Subsequently, the hair was cut into small fragments and incubated overnight in 1 ml of 0.1‐M HCl at 45°C. Finally, the incubation mixture was neutralized with equimolar amounts of NaOH and extracted by using a HyperSep Verify‐CX cartridge.
The SPE cartridges were initially activated by using 2‐ml methanol and then rinsed with 2 ml of 0.1‐M phosphate buffer solution at pH 6 before loading the sample. The columns were sequentially washed with 2‐ml deionized water, 3‐ml HCl 0.1 M, and 4‐ml methanol. The analytes were then eluted with 2 ml of dichloromethane/isopropanol (80:20, v/v) containing 2% ammonia solution. The eluate was then dried under a nitrogen stream and reconstituted in 200 μl of mobile phase. Finally, 5 μl of the solution were injected in the LC‐MS/MS system.

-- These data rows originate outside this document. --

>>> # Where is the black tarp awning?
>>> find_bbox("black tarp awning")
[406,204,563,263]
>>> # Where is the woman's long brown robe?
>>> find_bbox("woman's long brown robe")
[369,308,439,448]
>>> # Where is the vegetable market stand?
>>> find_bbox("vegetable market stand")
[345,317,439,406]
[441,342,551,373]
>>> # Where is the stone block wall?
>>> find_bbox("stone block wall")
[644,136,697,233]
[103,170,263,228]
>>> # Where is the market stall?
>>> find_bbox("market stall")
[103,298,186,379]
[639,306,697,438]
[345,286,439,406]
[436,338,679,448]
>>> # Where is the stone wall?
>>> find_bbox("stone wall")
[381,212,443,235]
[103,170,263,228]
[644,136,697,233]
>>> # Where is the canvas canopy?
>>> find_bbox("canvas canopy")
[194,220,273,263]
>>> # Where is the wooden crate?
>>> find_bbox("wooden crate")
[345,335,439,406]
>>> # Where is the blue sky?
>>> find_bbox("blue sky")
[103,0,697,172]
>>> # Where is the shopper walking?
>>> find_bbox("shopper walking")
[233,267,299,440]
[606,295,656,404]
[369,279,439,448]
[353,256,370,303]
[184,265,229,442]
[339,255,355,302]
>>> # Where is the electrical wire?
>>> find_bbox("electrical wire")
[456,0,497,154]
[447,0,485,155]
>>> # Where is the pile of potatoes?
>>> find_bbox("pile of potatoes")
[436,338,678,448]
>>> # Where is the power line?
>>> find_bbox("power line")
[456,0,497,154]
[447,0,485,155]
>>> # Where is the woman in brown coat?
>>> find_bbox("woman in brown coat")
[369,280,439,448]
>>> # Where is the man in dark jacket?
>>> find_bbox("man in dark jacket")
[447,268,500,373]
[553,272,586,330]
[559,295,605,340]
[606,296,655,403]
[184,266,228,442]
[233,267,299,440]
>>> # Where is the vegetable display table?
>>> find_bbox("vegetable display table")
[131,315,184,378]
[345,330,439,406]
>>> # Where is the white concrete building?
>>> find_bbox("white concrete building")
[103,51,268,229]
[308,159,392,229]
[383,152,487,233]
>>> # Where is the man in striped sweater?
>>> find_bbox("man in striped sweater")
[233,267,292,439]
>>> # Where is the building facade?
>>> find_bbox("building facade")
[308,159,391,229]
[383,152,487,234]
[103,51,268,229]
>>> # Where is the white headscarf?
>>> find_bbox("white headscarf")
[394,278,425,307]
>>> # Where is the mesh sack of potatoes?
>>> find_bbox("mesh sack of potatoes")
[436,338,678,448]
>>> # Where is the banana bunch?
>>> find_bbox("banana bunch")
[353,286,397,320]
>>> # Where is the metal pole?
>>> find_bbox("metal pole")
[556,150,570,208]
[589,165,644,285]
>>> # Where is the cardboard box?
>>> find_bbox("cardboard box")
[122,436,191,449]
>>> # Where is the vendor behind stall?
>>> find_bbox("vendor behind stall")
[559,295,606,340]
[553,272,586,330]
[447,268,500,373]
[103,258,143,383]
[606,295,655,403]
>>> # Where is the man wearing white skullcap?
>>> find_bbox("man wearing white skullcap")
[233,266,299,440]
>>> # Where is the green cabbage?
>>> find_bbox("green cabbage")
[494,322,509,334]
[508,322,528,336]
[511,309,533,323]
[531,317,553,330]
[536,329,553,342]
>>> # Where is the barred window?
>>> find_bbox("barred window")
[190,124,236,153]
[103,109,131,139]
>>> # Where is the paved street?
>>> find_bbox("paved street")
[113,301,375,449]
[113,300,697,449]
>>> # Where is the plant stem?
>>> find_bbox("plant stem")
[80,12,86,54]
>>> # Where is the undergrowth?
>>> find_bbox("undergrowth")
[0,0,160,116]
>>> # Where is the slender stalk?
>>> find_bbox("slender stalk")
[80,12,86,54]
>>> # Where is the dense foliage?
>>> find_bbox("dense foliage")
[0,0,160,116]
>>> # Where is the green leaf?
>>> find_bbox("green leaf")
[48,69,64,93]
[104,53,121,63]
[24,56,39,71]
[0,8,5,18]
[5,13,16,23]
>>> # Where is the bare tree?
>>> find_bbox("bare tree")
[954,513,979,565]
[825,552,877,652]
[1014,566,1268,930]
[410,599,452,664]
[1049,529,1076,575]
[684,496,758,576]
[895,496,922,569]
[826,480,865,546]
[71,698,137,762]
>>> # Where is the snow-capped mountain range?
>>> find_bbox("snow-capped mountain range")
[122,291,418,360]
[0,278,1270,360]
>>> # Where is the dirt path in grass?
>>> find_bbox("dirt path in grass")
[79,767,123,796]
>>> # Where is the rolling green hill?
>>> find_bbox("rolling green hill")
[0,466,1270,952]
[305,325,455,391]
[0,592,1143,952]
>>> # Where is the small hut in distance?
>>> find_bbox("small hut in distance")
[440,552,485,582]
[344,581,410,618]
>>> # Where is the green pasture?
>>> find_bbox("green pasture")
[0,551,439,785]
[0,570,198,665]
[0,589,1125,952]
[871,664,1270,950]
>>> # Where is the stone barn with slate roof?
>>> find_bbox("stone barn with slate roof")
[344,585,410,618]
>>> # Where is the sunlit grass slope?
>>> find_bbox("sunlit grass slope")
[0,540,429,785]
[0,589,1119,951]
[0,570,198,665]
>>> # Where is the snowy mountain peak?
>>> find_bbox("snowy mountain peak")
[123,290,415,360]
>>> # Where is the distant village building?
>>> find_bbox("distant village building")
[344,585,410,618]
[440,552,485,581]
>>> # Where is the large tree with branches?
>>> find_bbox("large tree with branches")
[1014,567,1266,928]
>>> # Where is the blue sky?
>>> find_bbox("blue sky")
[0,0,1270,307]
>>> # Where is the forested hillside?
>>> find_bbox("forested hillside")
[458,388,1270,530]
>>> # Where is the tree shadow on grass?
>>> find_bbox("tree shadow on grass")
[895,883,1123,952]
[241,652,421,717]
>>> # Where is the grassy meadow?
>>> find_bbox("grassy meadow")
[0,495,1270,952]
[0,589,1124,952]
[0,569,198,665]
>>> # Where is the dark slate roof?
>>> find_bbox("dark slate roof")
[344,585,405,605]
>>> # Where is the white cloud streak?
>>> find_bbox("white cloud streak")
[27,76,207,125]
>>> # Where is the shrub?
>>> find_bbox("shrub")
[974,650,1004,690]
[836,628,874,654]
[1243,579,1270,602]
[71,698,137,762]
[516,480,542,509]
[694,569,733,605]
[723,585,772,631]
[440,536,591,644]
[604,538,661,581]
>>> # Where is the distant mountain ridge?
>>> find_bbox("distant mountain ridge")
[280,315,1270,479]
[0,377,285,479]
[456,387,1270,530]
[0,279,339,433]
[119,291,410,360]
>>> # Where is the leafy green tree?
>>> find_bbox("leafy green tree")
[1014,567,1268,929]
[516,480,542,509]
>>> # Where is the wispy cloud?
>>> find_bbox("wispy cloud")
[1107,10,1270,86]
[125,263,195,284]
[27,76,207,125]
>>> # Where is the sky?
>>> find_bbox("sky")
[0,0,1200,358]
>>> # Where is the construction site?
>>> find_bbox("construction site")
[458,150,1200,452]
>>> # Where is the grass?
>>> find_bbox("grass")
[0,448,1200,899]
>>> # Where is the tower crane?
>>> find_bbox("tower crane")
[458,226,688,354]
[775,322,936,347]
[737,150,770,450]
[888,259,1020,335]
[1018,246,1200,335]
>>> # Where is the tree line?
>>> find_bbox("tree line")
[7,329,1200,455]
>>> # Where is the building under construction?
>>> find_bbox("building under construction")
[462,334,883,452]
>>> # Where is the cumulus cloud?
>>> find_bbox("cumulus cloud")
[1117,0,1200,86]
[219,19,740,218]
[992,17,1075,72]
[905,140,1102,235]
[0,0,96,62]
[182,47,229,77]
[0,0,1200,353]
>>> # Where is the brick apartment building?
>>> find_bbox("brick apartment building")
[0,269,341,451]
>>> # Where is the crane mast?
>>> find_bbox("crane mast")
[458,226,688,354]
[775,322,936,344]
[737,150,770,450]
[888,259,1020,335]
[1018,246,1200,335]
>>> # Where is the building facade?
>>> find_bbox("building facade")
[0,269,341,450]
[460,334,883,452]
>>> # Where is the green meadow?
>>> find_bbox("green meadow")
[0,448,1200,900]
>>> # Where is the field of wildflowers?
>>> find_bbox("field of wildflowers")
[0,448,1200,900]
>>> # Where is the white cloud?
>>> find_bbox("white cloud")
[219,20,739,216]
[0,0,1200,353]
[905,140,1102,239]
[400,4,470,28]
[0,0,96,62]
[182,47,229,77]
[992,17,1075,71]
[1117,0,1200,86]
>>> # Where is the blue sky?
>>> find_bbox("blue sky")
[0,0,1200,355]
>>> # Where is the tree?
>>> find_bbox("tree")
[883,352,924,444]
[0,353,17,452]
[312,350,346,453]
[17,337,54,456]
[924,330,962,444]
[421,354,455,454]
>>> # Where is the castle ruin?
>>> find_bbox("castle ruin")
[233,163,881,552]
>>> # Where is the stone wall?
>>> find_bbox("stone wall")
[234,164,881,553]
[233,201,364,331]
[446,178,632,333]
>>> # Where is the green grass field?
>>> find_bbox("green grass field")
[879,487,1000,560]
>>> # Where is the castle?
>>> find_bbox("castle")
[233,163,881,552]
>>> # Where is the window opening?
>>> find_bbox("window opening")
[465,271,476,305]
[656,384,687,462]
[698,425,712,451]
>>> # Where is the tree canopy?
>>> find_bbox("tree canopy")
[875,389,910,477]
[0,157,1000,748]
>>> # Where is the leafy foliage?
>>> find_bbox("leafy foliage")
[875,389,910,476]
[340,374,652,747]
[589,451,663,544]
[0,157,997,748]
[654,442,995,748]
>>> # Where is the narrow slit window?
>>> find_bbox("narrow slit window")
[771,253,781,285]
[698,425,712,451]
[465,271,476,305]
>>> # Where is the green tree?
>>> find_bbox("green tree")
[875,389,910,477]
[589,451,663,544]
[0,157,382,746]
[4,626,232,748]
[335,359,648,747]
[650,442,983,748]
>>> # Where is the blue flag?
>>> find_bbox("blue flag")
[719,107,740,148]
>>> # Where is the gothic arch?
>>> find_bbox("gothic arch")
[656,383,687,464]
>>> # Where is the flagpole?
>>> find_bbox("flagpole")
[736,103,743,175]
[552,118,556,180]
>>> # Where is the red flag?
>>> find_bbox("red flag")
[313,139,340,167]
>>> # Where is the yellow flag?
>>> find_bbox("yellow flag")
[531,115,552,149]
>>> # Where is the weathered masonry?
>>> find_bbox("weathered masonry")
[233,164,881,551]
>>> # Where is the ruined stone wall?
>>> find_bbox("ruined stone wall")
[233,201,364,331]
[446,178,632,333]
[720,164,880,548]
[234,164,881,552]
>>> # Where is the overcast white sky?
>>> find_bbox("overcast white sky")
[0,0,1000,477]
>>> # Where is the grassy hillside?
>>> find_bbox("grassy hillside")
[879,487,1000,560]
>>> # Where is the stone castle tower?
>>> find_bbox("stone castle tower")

2.4. Instrument conditions
LC‐ESI‐QqQ MS analyses were performed on a model 1290 Infinity HPLC–6460 MS (Agilent, Milford, MA, USA) fitted with a Jetstream electrospray ionization source in positive acquisition mode. Separations were achieved by using model Eclipse Plus C18 (1.8 μm; 2,1 × 100 mm) column (Agilent) at 60°C. The injection volume was 5 μl. Mobile phase A consisted of 5‐mM aqueous ammonium formate and 0.01% formic acid in water and acetonitrile, whereas mobile phase B was composed of methanol/acetonitrile (90/10, v/v) containing 0.01% formic acid.
The separation was carried out in gradient mode at a flow rate of 0.5 ml/min, with the following elution program: 0–1 min 5% B, 1–8.5 min linear gradient from 5 to 95% B; held for 2 min at 95% B, before re‐equilibration at 5% B.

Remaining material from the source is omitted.